However, I am adding ground game data in a separate turnout prediction model, as studies like Enos and Fowler (2016) suggest that ground efforts can increase turnout by as much as 6-7% in heavily targeted areas. For this reason, while I’m excluding ground game from my main model, I recognize its importance for predicting turnout, especially in combination with air war data from the final week of the campaign.
Additional decisions I have made include focusing my predictions on state-level outcomes in the seven swing states, which will then be aggregated to predict the overall Electoral College result. My model will use data from elections after 1964 rather than starting with 1952 or even pre-World War II. Given the changing landscape of election laws, I see this as a way to account for legal consistency is that has changed the electorate over time in the data I have.

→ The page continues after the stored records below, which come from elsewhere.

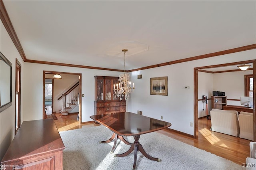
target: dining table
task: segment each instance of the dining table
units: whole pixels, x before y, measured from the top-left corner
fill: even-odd
[[[159,158],[154,158],[148,154],[139,142],[139,139],[142,134],[170,127],[172,125],[170,123],[129,112],[93,115],[90,117],[113,132],[108,140],[100,142],[100,143],[106,143],[114,140],[111,153],[115,150],[118,139],[130,146],[130,148],[124,153],[116,154],[114,156],[125,156],[134,151],[133,169],[136,168],[138,152],[140,152],[150,160],[161,161],[161,159]],[[134,138],[134,142],[132,143],[129,142],[124,138],[124,136],[133,136]]]

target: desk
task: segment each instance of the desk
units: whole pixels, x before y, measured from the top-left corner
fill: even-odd
[[[237,111],[238,113],[240,112],[246,112],[253,113],[253,109],[244,107],[242,106],[236,106],[235,105],[227,105],[223,106],[223,110],[228,111]]]
[[[114,146],[111,150],[112,152],[116,146],[118,138],[131,146],[126,152],[122,154],[116,154],[115,156],[125,156],[134,150],[133,169],[135,169],[136,166],[138,151],[140,152],[148,159],[158,162],[161,161],[160,159],[152,157],[148,154],[140,143],[139,139],[141,134],[159,130],[171,126],[172,124],[170,123],[131,112],[94,115],[90,117],[114,132],[108,140],[102,141],[102,143],[108,143],[114,138]],[[122,137],[124,136],[133,136],[134,142],[132,144],[129,143]]]
[[[1,163],[6,170],[62,170],[64,148],[53,119],[24,121]]]

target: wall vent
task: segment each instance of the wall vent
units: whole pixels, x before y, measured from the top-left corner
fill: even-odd
[[[139,74],[138,75],[138,79],[140,79],[142,78],[142,75]]]

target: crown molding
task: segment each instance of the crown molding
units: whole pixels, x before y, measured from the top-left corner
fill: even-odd
[[[13,42],[15,47],[17,48],[18,51],[20,55],[21,56],[22,59],[25,61],[26,59],[26,55],[23,51],[23,49],[22,48],[21,44],[20,42],[20,40],[17,36],[15,30],[14,30],[12,22],[9,17],[8,13],[6,9],[4,4],[4,2],[2,0],[1,0],[0,2],[0,11],[1,12],[1,20],[2,21],[5,29],[7,31],[7,32],[9,34],[11,39]]]
[[[59,65],[63,66],[72,67],[80,67],[90,69],[96,69],[100,70],[109,70],[114,71],[124,71],[124,70],[112,69],[106,68],[98,67],[96,67],[87,66],[85,65],[78,65],[74,64],[66,64],[60,63],[55,63],[52,62],[44,61],[38,60],[34,60],[27,59],[25,53],[23,51],[23,49],[21,46],[21,44],[18,38],[17,34],[15,32],[14,28],[12,24],[12,22],[9,17],[7,11],[6,10],[4,2],[2,0],[0,1],[0,11],[1,11],[1,20],[2,22],[4,27],[6,29],[8,34],[10,36],[12,42],[14,45],[16,47],[19,53],[20,53],[21,57],[24,62],[32,63],[38,63],[40,64],[52,65]],[[212,57],[215,57],[218,55],[223,55],[224,54],[230,54],[231,53],[236,53],[237,52],[242,51],[243,51],[249,50],[250,49],[256,49],[256,44],[253,44],[248,45],[244,46],[242,47],[235,48],[232,49],[227,49],[220,51],[216,52],[215,53],[210,53],[208,54],[204,54],[200,55],[198,55],[194,57],[190,57],[183,59],[174,60],[171,61],[169,61],[166,63],[161,63],[160,64],[156,64],[154,65],[150,65],[148,66],[144,67],[137,69],[135,69],[128,70],[127,72],[142,70],[144,69],[151,69],[152,68],[157,67],[158,67],[164,66],[165,65],[170,65],[171,64],[177,64],[178,63],[183,63],[184,62],[190,61],[193,60],[202,59]]]
[[[64,63],[55,63],[54,62],[44,61],[42,61],[33,60],[32,59],[26,59],[25,61],[27,63],[37,63],[38,64],[48,64],[50,65],[59,65],[61,66],[72,67],[73,67],[82,68],[84,69],[96,69],[98,70],[103,70],[112,71],[114,71],[123,72],[123,70],[109,69],[108,68],[98,67],[96,67],[87,66],[86,65],[78,65],[76,64],[65,64]]]
[[[139,68],[138,69],[133,69],[127,71],[127,72],[135,71],[137,71],[144,70],[146,69],[151,69],[152,68],[157,67],[158,67],[164,66],[165,65],[170,65],[171,64],[177,64],[178,63],[183,63],[184,62],[190,61],[193,60],[196,60],[197,59],[203,59],[206,58],[209,58],[212,57],[216,57],[218,55],[224,55],[224,54],[228,54],[231,53],[236,53],[238,52],[242,51],[244,51],[249,50],[256,49],[256,44],[249,45],[248,45],[244,46],[237,48],[233,48],[230,49],[227,49],[224,51],[216,52],[215,53],[210,53],[206,54],[204,54],[200,55],[190,57],[184,59],[178,59],[172,61],[167,62],[166,63],[162,63],[160,64],[156,64],[154,65],[150,65],[149,66],[144,67],[143,67]]]

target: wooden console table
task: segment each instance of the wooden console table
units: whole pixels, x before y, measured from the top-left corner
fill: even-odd
[[[6,170],[62,170],[64,148],[53,119],[24,121],[1,164]]]
[[[246,112],[253,113],[253,109],[244,107],[242,106],[236,106],[235,105],[227,105],[223,106],[223,110],[228,111],[237,111],[238,113],[240,112]]]

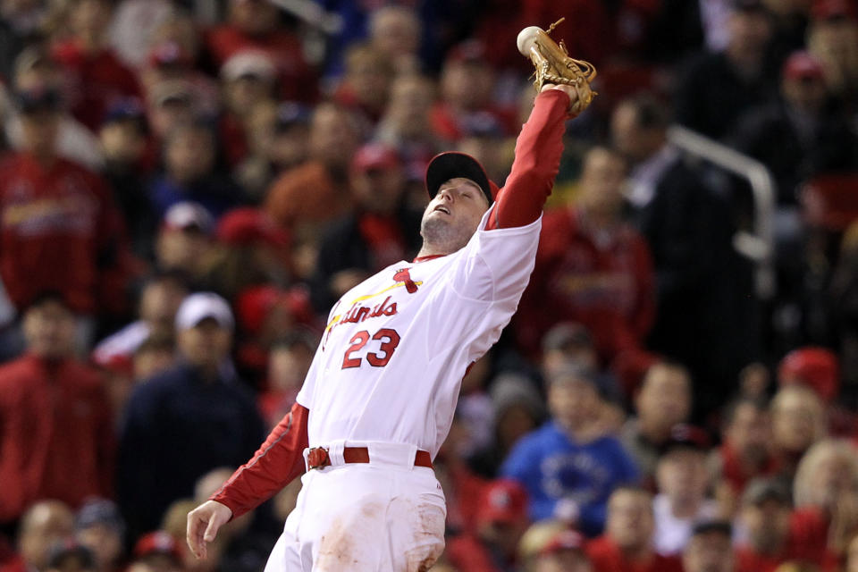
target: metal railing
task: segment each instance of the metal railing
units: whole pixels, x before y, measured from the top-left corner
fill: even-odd
[[[777,289],[775,254],[775,183],[769,170],[759,161],[696,131],[672,125],[668,139],[677,148],[701,157],[725,171],[747,180],[753,194],[753,232],[740,231],[733,247],[756,265],[754,283],[761,299],[770,299]]]

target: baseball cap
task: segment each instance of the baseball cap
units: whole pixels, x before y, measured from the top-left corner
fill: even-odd
[[[199,325],[206,318],[212,318],[222,327],[232,330],[235,320],[226,300],[214,292],[190,294],[176,312],[176,329],[189,330]]]
[[[800,348],[786,354],[778,368],[778,383],[803,383],[827,402],[840,389],[837,357],[825,348]]]
[[[40,111],[58,111],[60,94],[47,86],[21,89],[15,93],[15,103],[21,114],[35,114]]]
[[[304,104],[297,101],[284,101],[277,105],[274,130],[282,132],[293,125],[308,125],[310,115],[310,110]]]
[[[718,533],[728,538],[733,537],[733,526],[727,520],[702,520],[691,529],[692,536]]]
[[[148,533],[134,544],[134,558],[146,558],[153,554],[164,554],[181,562],[181,549],[176,539],[163,530]]]
[[[468,39],[454,46],[447,54],[447,61],[457,63],[476,63],[485,60],[487,48],[478,39]]]
[[[576,530],[561,530],[551,536],[539,551],[540,555],[554,554],[562,551],[584,551],[585,539]]]
[[[182,201],[167,209],[163,224],[177,231],[197,230],[205,234],[212,231],[212,215],[199,203]]]
[[[401,164],[400,154],[393,147],[382,143],[367,143],[355,153],[351,168],[358,172],[366,172],[374,169],[395,169]]]
[[[803,50],[793,52],[784,62],[781,75],[787,80],[821,80],[823,78],[822,64],[809,52]]]
[[[677,449],[691,449],[701,452],[709,450],[711,441],[706,432],[697,426],[678,423],[670,428],[670,435],[662,445],[662,454]]]
[[[233,81],[240,78],[253,77],[271,81],[277,75],[271,58],[258,50],[244,50],[228,59],[221,66],[221,78]]]
[[[517,482],[499,479],[490,483],[476,514],[482,524],[513,524],[527,518],[527,492]]]
[[[479,162],[466,153],[448,151],[433,157],[426,167],[426,191],[430,198],[434,198],[438,189],[450,179],[464,177],[470,179],[483,190],[483,194],[491,205],[494,202],[492,188],[485,169]]]
[[[104,525],[115,530],[119,534],[125,532],[125,521],[119,513],[119,508],[113,500],[107,499],[90,499],[78,510],[75,517],[74,527],[83,530]]]
[[[151,99],[157,106],[167,104],[190,105],[194,102],[194,96],[188,82],[171,80],[156,84],[152,88]]]
[[[96,557],[92,551],[80,544],[75,541],[63,541],[51,547],[47,553],[47,568],[58,568],[68,559],[77,559],[80,563],[80,568],[84,569],[95,569]]]
[[[234,208],[221,217],[217,239],[232,246],[262,243],[280,248],[289,244],[289,233],[267,213],[252,206]]]
[[[733,0],[732,7],[736,12],[765,12],[762,0]]]
[[[753,479],[744,487],[744,492],[742,493],[743,505],[757,506],[766,500],[777,500],[788,506],[790,504],[789,491],[778,481],[766,478]]]
[[[149,51],[149,65],[152,67],[185,66],[190,64],[190,56],[178,42],[168,40],[152,46]]]
[[[565,350],[570,348],[592,348],[593,338],[581,324],[558,324],[543,337],[543,351]]]
[[[815,0],[811,6],[811,16],[814,20],[854,19],[858,13],[852,0]]]

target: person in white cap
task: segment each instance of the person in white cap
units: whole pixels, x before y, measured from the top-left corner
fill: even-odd
[[[290,414],[188,515],[198,557],[230,518],[312,469],[268,572],[432,567],[444,548],[446,513],[432,458],[462,377],[497,341],[530,278],[576,102],[568,86],[543,87],[502,189],[467,155],[432,160],[417,257],[336,303]]]
[[[138,385],[121,427],[117,492],[131,536],[158,527],[200,475],[252,454],[265,425],[229,361],[232,312],[211,292],[176,313],[179,364]]]

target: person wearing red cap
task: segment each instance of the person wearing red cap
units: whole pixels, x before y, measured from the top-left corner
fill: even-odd
[[[355,210],[333,223],[322,240],[313,278],[313,305],[324,312],[364,279],[420,249],[420,213],[405,195],[396,149],[365,145],[351,161]]]
[[[432,469],[461,380],[497,341],[533,270],[543,207],[577,92],[545,84],[506,186],[462,153],[426,170],[423,246],[352,288],[328,325],[297,403],[254,458],[188,515],[198,557],[231,518],[305,470],[273,570],[428,569],[444,547]]]
[[[267,0],[230,0],[227,21],[205,35],[208,54],[217,66],[242,50],[265,52],[277,63],[280,95],[312,103],[318,79],[307,63],[299,37],[280,25],[278,7]]]
[[[771,171],[779,205],[795,206],[803,181],[855,164],[858,138],[830,105],[822,63],[810,53],[794,52],[784,62],[779,96],[737,119],[728,141]]]
[[[627,171],[616,151],[590,149],[576,206],[546,214],[516,321],[526,348],[536,349],[564,321],[587,328],[601,363],[642,346],[655,315],[655,273],[646,242],[621,220]]]
[[[96,131],[110,104],[121,97],[139,97],[134,72],[120,62],[107,44],[107,26],[113,13],[108,0],[74,0],[66,15],[68,38],[54,48],[73,94],[72,114]]]
[[[654,525],[649,492],[628,487],[614,491],[605,534],[587,545],[593,572],[681,572],[678,558],[653,549]]]
[[[486,484],[476,513],[476,533],[450,542],[447,557],[459,569],[506,572],[517,564],[518,541],[527,529],[527,492],[515,481]]]

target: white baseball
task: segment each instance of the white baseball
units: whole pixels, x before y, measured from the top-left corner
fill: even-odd
[[[545,31],[539,26],[528,26],[518,32],[518,38],[516,38],[516,44],[518,46],[518,51],[525,57],[530,57],[530,46],[536,41],[536,37]]]

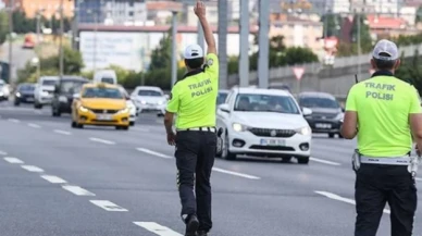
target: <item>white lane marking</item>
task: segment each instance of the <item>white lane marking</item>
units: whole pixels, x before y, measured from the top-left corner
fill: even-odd
[[[29,127],[33,127],[33,128],[40,128],[41,126],[37,125],[37,124],[33,124],[33,123],[29,123],[28,124]]]
[[[95,194],[88,191],[87,189],[85,188],[82,188],[79,186],[73,186],[73,185],[65,185],[65,186],[62,186],[62,188],[64,190],[67,190],[76,196],[96,196]]]
[[[149,128],[145,128],[145,127],[133,127],[132,129],[135,129],[138,132],[149,132]]]
[[[41,178],[50,182],[51,184],[65,184],[65,183],[67,183],[63,178],[54,176],[54,175],[41,175]]]
[[[89,138],[89,140],[101,142],[101,144],[104,144],[104,145],[115,145],[114,141],[109,141],[109,140],[101,139],[101,138]]]
[[[12,158],[12,157],[5,157],[4,161],[12,163],[12,164],[23,164],[24,162],[17,158]]]
[[[159,158],[164,158],[164,159],[171,159],[172,158],[170,156],[166,156],[166,154],[163,154],[163,153],[160,153],[160,152],[156,152],[156,151],[152,151],[152,150],[149,150],[149,149],[146,149],[146,148],[137,148],[137,150],[141,151],[141,152],[145,152],[147,154],[152,154],[152,156],[159,157]]]
[[[234,172],[234,171],[227,171],[227,170],[223,170],[223,169],[220,169],[220,167],[212,167],[212,170],[215,171],[215,172],[220,172],[220,173],[224,173],[224,174],[229,174],[229,175],[235,175],[235,176],[238,176],[238,177],[244,177],[244,178],[249,178],[249,179],[260,179],[260,177],[258,177],[258,176],[243,174],[243,173]]]
[[[325,196],[325,197],[327,197],[330,199],[333,199],[333,200],[343,201],[343,202],[346,202],[346,203],[349,203],[349,204],[356,204],[356,201],[353,199],[344,198],[344,197],[340,197],[338,195],[335,195],[335,194],[332,194],[332,192],[328,192],[328,191],[315,191],[315,192],[319,194],[319,195]],[[390,211],[388,209],[384,209],[384,213],[389,214]]]
[[[134,222],[134,224],[160,236],[183,236],[182,234],[174,232],[169,227],[157,224],[156,222]]]
[[[62,131],[62,129],[54,129],[54,133],[61,134],[61,135],[71,135],[72,133]]]
[[[21,165],[21,167],[25,169],[28,172],[44,172],[42,169],[37,167],[35,165]]]
[[[111,201],[107,200],[90,200],[90,202],[99,208],[104,209],[105,211],[128,211],[117,204],[114,204]]]
[[[13,122],[13,123],[20,123],[20,122],[21,122],[21,121],[17,120],[17,119],[8,119],[8,121]]]
[[[326,161],[326,160],[322,160],[322,159],[318,159],[318,158],[310,158],[310,160],[314,161],[314,162],[320,162],[320,163],[323,163],[323,164],[342,165],[340,163],[337,163],[337,162]]]

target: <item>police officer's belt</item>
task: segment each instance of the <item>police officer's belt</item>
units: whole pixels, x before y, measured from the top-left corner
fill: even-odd
[[[216,132],[215,127],[177,128],[177,132]]]
[[[410,157],[402,156],[397,158],[370,158],[370,157],[360,157],[360,163],[365,164],[392,164],[392,165],[409,165]]]

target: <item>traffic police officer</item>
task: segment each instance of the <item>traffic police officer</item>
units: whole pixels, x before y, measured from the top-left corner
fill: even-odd
[[[210,176],[216,149],[219,59],[201,1],[197,2],[195,13],[203,28],[207,58],[204,61],[202,48],[198,45],[186,48],[184,57],[188,72],[172,89],[164,125],[169,145],[176,146],[177,185],[182,201],[181,215],[186,224],[185,235],[207,236],[212,227]],[[172,129],[175,113],[177,135]]]
[[[422,120],[415,88],[394,76],[397,46],[380,40],[372,53],[375,73],[356,84],[346,101],[342,135],[358,136],[355,236],[375,236],[388,202],[392,236],[411,236],[417,210],[413,140],[422,147]]]

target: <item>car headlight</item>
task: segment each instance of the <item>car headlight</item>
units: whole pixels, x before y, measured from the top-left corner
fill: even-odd
[[[67,102],[67,98],[64,97],[64,96],[60,96],[60,97],[59,97],[59,101],[60,101],[60,102]]]
[[[124,108],[124,109],[120,110],[117,113],[128,113],[128,112],[129,112],[129,109]]]
[[[309,126],[305,126],[305,127],[301,127],[301,128],[297,128],[296,133],[308,136],[308,135],[312,134],[312,129]]]
[[[248,131],[248,126],[239,124],[239,123],[233,123],[233,131],[235,132],[246,132]]]
[[[82,112],[87,112],[87,111],[89,111],[87,108],[84,108],[84,107],[79,107],[79,110],[82,111]]]
[[[338,113],[335,120],[343,120],[345,117],[345,113]]]

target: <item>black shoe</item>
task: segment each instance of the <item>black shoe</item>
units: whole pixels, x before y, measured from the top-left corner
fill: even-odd
[[[198,226],[199,226],[198,218],[196,215],[190,215],[186,222],[185,236],[196,236]]]
[[[206,231],[197,231],[197,236],[208,236]]]

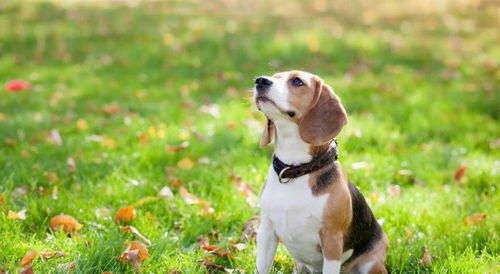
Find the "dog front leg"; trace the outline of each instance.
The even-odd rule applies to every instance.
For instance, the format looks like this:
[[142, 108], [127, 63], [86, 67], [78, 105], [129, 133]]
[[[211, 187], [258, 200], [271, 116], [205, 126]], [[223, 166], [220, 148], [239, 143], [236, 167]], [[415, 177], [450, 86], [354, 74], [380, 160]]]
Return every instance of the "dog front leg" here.
[[342, 264], [344, 239], [342, 233], [320, 230], [321, 249], [323, 252], [323, 274], [338, 274]]
[[257, 270], [256, 273], [267, 274], [271, 269], [274, 254], [278, 246], [278, 237], [269, 220], [261, 219], [257, 232]]

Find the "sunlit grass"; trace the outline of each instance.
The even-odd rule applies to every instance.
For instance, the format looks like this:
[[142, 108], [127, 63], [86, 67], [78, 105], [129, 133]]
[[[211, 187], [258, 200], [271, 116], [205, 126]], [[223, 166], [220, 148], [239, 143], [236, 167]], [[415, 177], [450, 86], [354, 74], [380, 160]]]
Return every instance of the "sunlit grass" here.
[[[173, 200], [138, 207], [131, 223], [153, 243], [141, 269], [203, 272], [197, 237], [216, 233], [211, 243], [228, 248], [258, 214], [229, 177], [258, 195], [270, 161], [271, 149], [258, 147], [263, 117], [250, 100], [252, 79], [301, 69], [331, 84], [349, 112], [340, 161], [383, 220], [390, 271], [498, 270], [493, 3], [102, 2], [0, 3], [0, 83], [32, 85], [0, 93], [0, 269], [18, 271], [34, 249], [66, 254], [36, 260], [39, 273], [68, 262], [78, 272], [133, 272], [115, 257], [136, 238], [113, 215], [169, 186]], [[183, 150], [166, 149], [183, 142]], [[177, 166], [185, 158], [192, 168]], [[466, 173], [456, 181], [460, 166]], [[186, 204], [174, 178], [215, 213]], [[28, 193], [16, 194], [23, 186]], [[25, 220], [7, 218], [24, 208]], [[96, 216], [102, 208], [111, 216]], [[60, 213], [84, 224], [80, 236], [49, 230]], [[485, 221], [464, 225], [476, 213]], [[423, 246], [432, 266], [420, 263]], [[247, 272], [254, 261], [253, 243], [216, 258]], [[291, 267], [281, 247], [274, 271]]]

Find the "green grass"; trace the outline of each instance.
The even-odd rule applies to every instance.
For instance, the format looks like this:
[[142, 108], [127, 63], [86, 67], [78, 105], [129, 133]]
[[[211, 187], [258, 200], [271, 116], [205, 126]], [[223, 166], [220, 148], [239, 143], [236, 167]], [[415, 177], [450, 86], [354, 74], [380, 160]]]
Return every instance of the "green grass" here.
[[[258, 147], [263, 116], [250, 100], [252, 79], [301, 69], [330, 83], [349, 112], [338, 137], [340, 161], [365, 197], [378, 197], [369, 200], [391, 241], [390, 271], [499, 271], [494, 2], [445, 1], [444, 9], [432, 1], [62, 2], [0, 2], [0, 83], [32, 84], [29, 91], [0, 92], [0, 193], [6, 201], [0, 269], [19, 271], [21, 258], [34, 249], [66, 254], [36, 260], [36, 273], [64, 272], [57, 265], [72, 261], [77, 272], [133, 272], [115, 256], [135, 238], [121, 232], [113, 216], [98, 218], [95, 210], [114, 215], [166, 185], [174, 199], [138, 207], [131, 223], [153, 243], [141, 271], [203, 272], [196, 238], [217, 233], [212, 243], [227, 248], [258, 214], [229, 178], [242, 176], [258, 194], [272, 153]], [[218, 105], [219, 118], [200, 111], [207, 104]], [[109, 105], [119, 106], [118, 113], [107, 114]], [[79, 119], [88, 129], [78, 128]], [[164, 138], [149, 136], [151, 127], [163, 129]], [[46, 141], [52, 129], [62, 146]], [[187, 149], [165, 150], [181, 144], [186, 133]], [[147, 144], [141, 134], [149, 136]], [[68, 157], [77, 165], [72, 174]], [[210, 162], [166, 173], [185, 157]], [[359, 162], [365, 167], [353, 168]], [[467, 172], [456, 182], [461, 165]], [[400, 170], [411, 171], [411, 178]], [[57, 180], [50, 180], [51, 172]], [[199, 206], [186, 204], [169, 176], [210, 201], [215, 213], [201, 215]], [[389, 194], [393, 185], [400, 195]], [[21, 186], [29, 192], [15, 197]], [[25, 220], [7, 218], [8, 209], [23, 208]], [[49, 229], [49, 219], [60, 213], [84, 224], [80, 237]], [[464, 225], [475, 213], [487, 214], [486, 220]], [[436, 256], [430, 267], [419, 263], [422, 246]], [[216, 261], [253, 271], [253, 244], [234, 255]], [[273, 271], [290, 272], [283, 247], [278, 255]]]

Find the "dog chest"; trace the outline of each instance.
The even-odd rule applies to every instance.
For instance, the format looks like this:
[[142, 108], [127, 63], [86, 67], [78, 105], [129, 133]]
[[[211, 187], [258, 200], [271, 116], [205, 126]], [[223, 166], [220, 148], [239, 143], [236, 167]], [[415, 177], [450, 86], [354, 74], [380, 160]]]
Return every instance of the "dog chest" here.
[[280, 184], [270, 168], [261, 197], [261, 217], [273, 224], [276, 235], [292, 256], [306, 264], [322, 262], [319, 230], [328, 195], [313, 196], [309, 176]]

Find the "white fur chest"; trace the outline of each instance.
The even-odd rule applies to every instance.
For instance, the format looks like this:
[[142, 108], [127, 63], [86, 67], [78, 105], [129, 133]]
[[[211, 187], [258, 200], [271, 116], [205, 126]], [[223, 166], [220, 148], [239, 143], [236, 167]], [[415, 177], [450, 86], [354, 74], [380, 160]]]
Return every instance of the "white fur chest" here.
[[321, 271], [319, 230], [328, 195], [313, 196], [309, 175], [280, 184], [272, 166], [261, 196], [261, 218], [272, 224], [276, 235], [295, 260]]

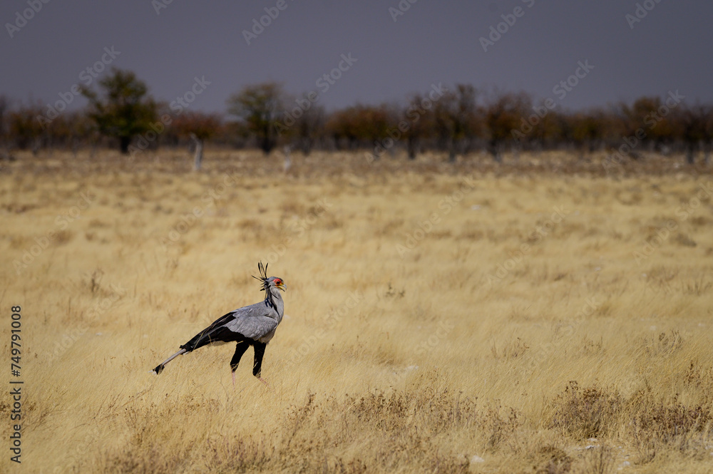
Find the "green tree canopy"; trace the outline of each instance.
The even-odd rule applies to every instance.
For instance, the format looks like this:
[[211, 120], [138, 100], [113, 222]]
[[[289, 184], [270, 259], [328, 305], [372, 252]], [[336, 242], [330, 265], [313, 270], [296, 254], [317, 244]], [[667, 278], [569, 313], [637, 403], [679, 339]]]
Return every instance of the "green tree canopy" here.
[[83, 88], [82, 94], [89, 99], [89, 116], [103, 135], [119, 140], [121, 153], [128, 153], [131, 139], [150, 130], [155, 120], [156, 103], [148, 96], [145, 83], [130, 71], [114, 68], [99, 81], [103, 96]]

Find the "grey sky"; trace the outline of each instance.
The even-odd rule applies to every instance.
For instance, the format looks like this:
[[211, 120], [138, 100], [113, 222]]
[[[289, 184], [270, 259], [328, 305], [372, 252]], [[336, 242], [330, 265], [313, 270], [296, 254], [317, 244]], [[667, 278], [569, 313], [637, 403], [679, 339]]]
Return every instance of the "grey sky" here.
[[[183, 96], [205, 76], [210, 84], [190, 106], [205, 111], [224, 112], [231, 93], [265, 81], [317, 91], [328, 109], [401, 101], [439, 82], [525, 90], [569, 108], [675, 90], [687, 102], [713, 101], [713, 2], [703, 0], [173, 0], [157, 14], [170, 1], [3, 1], [0, 93], [54, 102], [86, 83], [80, 73], [113, 46], [119, 54], [105, 60], [135, 71], [158, 99]], [[650, 11], [631, 28], [626, 15], [637, 3]], [[394, 21], [389, 8], [399, 4], [410, 8]], [[29, 4], [41, 9], [11, 38], [7, 24]], [[484, 51], [479, 38], [515, 7], [520, 16], [508, 16], [514, 24]], [[279, 15], [248, 45], [242, 31], [265, 8]], [[329, 90], [318, 87], [349, 53], [356, 62]], [[560, 101], [553, 88], [585, 61], [594, 68]]]

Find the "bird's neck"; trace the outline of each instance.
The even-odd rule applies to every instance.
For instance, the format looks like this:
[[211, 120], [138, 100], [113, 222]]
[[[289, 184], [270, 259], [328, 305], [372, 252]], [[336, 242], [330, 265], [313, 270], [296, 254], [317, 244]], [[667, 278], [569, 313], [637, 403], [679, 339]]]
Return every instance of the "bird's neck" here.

Pooled, Unpooled, and Ensembling Notes
In my election prediction model, I plan to use pooled models, which combine data from multiple states and treat them as part of a single system, applying the same coefficients across all states to make predictions. This allows the model to capture correlations across states, meaning if we have more certainty about the result in one state, it can help improve predictions for others. Pooled models are especially useful because they rely on less data from individual states by “drawing strength” from states with more data, leading to more reliable predictions, even in data-sparse regions. Professional election forecasters often use these correlations to update one state’s prediction based on another’s outcome, enhancing the model’s adaptability as new information becomes available. There are also more advanced ways of pooling states together using techniques like clustering, which could improve the model’s ability to group similar states. I will consider these in future weeks.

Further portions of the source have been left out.